Pratik Prajapati: As mentioned earlier, we are actually working on a project in Africa at the moment. With Accenture Development Partnership and Liquid Studios, umlaut has developed some highly advanced IoT sensors for “okala” which enable the monitoring of wild animals and ecosystems. This application requires that the sensors can be used in harsh, tropical conditions where there are only limited options in terms of electricity supply and connectivity. The solution we have developed is cost-effective and highly scalable. We want to measure the behaviour of wild animals in stressful situations, for example when there is a wildfire or when they are threatened by poachers. The vision: to use sensor technology and machine learning to detect danger before it becomes acute – and in the best case, to prevent this from happening.
What role does trust play here? How safe is information in the Internet of Things?
Claus-Robert Ziegahn: We authenticate the technology before proceeding and we are familiar with the encryption standards of the devices being used. Of course all the data that is measured and transmitted has to be interpreted by software and checked by the user. Ensuring faultless functioning is a part of our testing procedure. Yet trust can also be abused. If a sensor measures a silo level, for example, the operator must be able to trust in the fact that the data has not been manipulated. Blockchain technology could perhaps be helpful in this area in the future – to make sensitive data forgery-proof.
What areas will IoT be used for in the future?
Claus-Robert Ziegahn: We are currently focusing on applications that use wireless LPWANs.

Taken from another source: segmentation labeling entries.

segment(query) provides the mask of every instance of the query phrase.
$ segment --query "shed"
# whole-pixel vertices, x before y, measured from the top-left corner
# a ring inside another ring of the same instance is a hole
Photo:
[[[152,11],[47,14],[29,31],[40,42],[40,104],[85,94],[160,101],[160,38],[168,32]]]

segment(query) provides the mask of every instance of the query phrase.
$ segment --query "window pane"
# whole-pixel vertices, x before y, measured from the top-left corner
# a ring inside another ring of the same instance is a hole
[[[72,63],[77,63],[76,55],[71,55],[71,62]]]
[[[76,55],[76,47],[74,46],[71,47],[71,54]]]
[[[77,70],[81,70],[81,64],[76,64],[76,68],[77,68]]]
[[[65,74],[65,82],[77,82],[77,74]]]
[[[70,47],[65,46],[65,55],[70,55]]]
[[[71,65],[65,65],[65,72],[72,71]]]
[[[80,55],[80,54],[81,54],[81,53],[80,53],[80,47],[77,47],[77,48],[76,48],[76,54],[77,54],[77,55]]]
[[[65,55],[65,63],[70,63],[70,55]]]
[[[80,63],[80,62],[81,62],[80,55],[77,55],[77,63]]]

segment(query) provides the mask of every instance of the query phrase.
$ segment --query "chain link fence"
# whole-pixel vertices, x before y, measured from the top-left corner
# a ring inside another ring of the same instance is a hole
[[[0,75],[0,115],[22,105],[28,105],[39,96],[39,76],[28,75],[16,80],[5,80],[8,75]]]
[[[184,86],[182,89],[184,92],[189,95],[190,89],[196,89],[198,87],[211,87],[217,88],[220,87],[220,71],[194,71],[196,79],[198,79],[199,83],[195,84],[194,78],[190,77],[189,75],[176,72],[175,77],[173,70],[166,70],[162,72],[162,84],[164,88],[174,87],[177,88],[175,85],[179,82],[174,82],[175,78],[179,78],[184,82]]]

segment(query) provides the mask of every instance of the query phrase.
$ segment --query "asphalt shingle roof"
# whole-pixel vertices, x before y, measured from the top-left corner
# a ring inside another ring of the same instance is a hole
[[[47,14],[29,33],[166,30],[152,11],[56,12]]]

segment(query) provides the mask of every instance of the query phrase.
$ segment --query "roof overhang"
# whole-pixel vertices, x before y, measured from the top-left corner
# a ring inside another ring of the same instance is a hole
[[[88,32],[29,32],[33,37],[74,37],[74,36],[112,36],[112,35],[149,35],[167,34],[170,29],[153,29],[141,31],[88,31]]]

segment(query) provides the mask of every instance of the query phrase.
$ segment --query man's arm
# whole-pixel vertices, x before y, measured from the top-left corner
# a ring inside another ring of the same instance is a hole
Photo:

This is an area that is getting very interesting in relation to the smart city, in particular with the measurement of traffic volumes, air pollution and noise levels. Here, the software issues a warning in good time – allowing those responsible to take action to counteract the problem before the system is in danger of collapsing. There have also been some exciting developments with the tracking of consignments in the field of global logistics. Highly advanced chip technology and wireless data networks form the basis for applications that will considerably improve our lives and the way we live in this world.
Are there no white spots, i.e. areas with no network coverage for IoT?
Pratik Prajapati: Not for much longer. Telecommunications companies are already developing ways to allow LPWANs to run via satellite as well as via 5G. This will see the last of the white spots in network coverage disappearing. We estimate that the technology will be licensed and commercialised by the year 2025. The Internet of Things will then become the Internet of Everyone and Everything. In a current project for a customer, together with our colleagues from Accenture, we are already working on switching the transmission technology to satellite IoT as soon as this becomes available.